The Digital Agent Dataset Hasn't Been Created
... and never will be.
At an interview with SPC, Mark Zuckerberg observed the first part. Scraping 4chan is great for understanding how to reproduce human utterrances. It doesn’t quite make long-horizon tasks in rich, responsive environments land ‘in-distribution’ for the language model, however. Reasoning about environment dynamics, planning, and reward modelling mostly absent from the webscale data AIs are trained on. These capabilities - grounded in digital and robotic control - are, for better or worse, more or less the only valuable applications for language modeling.
So, creating this dataset and properly training models on it is the holy grail for the next few years of AI. We are already making progress: recently, the L3 team shared some of the simpler approaches that work toward this end.
One of these is STAR, which for Meta comprises the following:
-
Generate Negative Examples: Prompt the LM to complete coding tasks. Verify correctness with unit tests.
-
Identify Failures: Prompt the LM to assess the cause of failure given the test failure traces.
-
Guide Generation to Paired Positive Examples: Produce a prompt designed to guide the LM to avoid the failure mode, while not giving away the solution.
-
Fine-tuning: Generate correct solutions via this prompt, and fine-tune the LM on them.
It’s a simple approach - ReST outlines the extension to RL - and teams with greater appetite for complexity can add variations. But the core idea is obviously very valuable: in order to compile a dataset of reasoning traces that will help the agent perform tasks, search for reasoning traces pivotal to success in tasks at the agent’s ability frontier.
There are a few pitfalls with STAR, though, with promising if unproven candidate solutions:
- By design, the distribution of reasoning traces doesn’t quite match the distribution of web data. Maybe this is not good if you’re Meta or OpenAI and really want to scale training beyond the ‘our web model is polished with some task data’ to the ‘this is a task model that incidentally uses some web data’. Zelikman’s follow-up QStar appears to solve that issue, but also seems hard to pull off. Maybe someone will, though. Big if true.

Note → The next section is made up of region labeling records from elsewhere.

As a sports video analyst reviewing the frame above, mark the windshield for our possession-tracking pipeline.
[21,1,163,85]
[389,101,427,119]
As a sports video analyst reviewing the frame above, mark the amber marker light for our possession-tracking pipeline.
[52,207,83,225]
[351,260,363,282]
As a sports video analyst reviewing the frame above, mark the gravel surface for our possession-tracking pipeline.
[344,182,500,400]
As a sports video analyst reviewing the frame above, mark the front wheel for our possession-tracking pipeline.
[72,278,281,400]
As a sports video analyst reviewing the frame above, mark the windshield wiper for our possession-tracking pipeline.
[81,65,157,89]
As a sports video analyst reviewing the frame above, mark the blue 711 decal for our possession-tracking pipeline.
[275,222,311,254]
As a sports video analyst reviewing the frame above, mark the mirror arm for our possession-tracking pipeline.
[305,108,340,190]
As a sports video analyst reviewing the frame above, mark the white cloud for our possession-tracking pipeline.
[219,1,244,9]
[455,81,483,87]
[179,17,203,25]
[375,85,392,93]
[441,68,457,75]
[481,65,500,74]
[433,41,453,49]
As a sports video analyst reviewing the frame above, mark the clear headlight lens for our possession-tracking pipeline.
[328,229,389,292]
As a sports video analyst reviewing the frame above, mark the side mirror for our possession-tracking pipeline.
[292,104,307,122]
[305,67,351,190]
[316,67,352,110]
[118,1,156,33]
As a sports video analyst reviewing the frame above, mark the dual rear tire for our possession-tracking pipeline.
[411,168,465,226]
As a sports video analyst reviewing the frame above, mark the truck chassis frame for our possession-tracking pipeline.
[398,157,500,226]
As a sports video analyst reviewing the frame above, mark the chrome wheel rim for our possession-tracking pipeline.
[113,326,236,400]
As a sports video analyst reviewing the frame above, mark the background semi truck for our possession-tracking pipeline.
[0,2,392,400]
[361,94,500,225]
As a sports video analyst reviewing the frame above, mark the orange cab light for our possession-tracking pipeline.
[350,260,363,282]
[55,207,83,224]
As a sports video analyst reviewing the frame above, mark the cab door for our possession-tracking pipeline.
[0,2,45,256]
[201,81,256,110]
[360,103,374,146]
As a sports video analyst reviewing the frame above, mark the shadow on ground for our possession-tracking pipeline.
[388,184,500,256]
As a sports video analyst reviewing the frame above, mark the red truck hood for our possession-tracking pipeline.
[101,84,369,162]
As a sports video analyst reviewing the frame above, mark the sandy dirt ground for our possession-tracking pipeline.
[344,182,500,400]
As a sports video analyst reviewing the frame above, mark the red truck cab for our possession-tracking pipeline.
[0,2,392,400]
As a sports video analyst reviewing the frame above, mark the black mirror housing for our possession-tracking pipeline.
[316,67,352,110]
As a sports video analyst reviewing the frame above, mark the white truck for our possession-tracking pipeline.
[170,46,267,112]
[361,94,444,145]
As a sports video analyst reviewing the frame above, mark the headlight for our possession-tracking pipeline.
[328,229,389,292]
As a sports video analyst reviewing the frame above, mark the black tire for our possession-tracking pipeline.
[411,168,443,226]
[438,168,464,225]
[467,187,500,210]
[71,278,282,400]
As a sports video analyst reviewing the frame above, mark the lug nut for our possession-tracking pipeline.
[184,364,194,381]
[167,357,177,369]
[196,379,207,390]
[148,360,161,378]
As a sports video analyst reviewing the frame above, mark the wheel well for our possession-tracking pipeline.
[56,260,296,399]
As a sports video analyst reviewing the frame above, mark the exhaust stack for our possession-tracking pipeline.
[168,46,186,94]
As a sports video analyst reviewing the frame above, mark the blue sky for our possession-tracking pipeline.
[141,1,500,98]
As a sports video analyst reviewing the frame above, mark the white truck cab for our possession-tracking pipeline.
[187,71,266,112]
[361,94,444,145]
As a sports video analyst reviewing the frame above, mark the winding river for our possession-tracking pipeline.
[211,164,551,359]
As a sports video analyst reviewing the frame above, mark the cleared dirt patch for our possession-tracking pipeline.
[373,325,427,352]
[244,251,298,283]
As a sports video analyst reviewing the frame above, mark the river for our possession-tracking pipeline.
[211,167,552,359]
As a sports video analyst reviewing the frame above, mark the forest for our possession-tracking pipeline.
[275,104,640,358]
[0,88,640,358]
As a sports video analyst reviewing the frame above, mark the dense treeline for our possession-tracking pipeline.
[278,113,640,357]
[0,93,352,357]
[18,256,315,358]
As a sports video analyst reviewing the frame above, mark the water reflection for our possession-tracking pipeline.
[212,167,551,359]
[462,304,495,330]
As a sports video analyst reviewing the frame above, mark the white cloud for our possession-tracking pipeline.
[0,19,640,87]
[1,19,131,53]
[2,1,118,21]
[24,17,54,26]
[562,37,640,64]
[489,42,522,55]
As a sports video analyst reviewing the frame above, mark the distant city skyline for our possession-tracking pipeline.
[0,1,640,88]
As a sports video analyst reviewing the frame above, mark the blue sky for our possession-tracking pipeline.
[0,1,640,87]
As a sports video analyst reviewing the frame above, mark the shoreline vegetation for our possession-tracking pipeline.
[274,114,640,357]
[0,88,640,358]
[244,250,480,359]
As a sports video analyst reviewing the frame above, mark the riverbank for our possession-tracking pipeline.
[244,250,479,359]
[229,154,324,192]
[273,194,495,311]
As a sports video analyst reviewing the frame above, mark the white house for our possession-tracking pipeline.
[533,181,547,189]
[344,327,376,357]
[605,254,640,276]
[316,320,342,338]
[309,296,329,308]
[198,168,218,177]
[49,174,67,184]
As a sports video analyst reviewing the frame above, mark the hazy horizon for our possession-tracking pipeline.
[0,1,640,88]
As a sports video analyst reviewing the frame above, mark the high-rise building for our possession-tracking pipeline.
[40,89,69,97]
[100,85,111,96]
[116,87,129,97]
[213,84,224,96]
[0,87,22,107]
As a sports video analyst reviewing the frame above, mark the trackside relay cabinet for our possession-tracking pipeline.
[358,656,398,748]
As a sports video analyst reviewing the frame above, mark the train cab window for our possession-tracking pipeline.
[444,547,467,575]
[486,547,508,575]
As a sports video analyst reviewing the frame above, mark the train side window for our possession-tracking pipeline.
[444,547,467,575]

- The algorithm needs affordances for situations where reliable reward signals are sparse - that is, most long-horizon tasks where success is mostly judged at the final step. Fortunately, there’s a quite popular tool for providing such affordances - Monte Carlo Tree Search.
Anthropic or OpenAI solving one or even both of these problems would make foundation models much stronger at agent tasks. However, I’m not sure they alone can solve the problem - as perhaps they were able to with web pre-training. The fundamental issue is that, to perform well in a given environment, an agent needs not only to reason successfully in a common sense manner, but specifically to reason about planning and reward dynamics specific to their environment. While context windows will scale, so too will the complexity of the environments agents find themselves in - it’s unclear that developers will be able to enumerate all environment dynamics sufficiently well that a common-sense reasoner can succeed at doing this planning and reward modelling purely in-context.
A much more natural approach would be for large quantities of post-training data to be generated regularly by companies using structured software gyms that closely resemble their production environments. As production use-cases add complexity, foundational models improve, and customers change usage patterns, in-distribution reasoning traces can follow along. There will never quite be an agent data Pile - we’ll recreate it a thousand times every day, across the application space.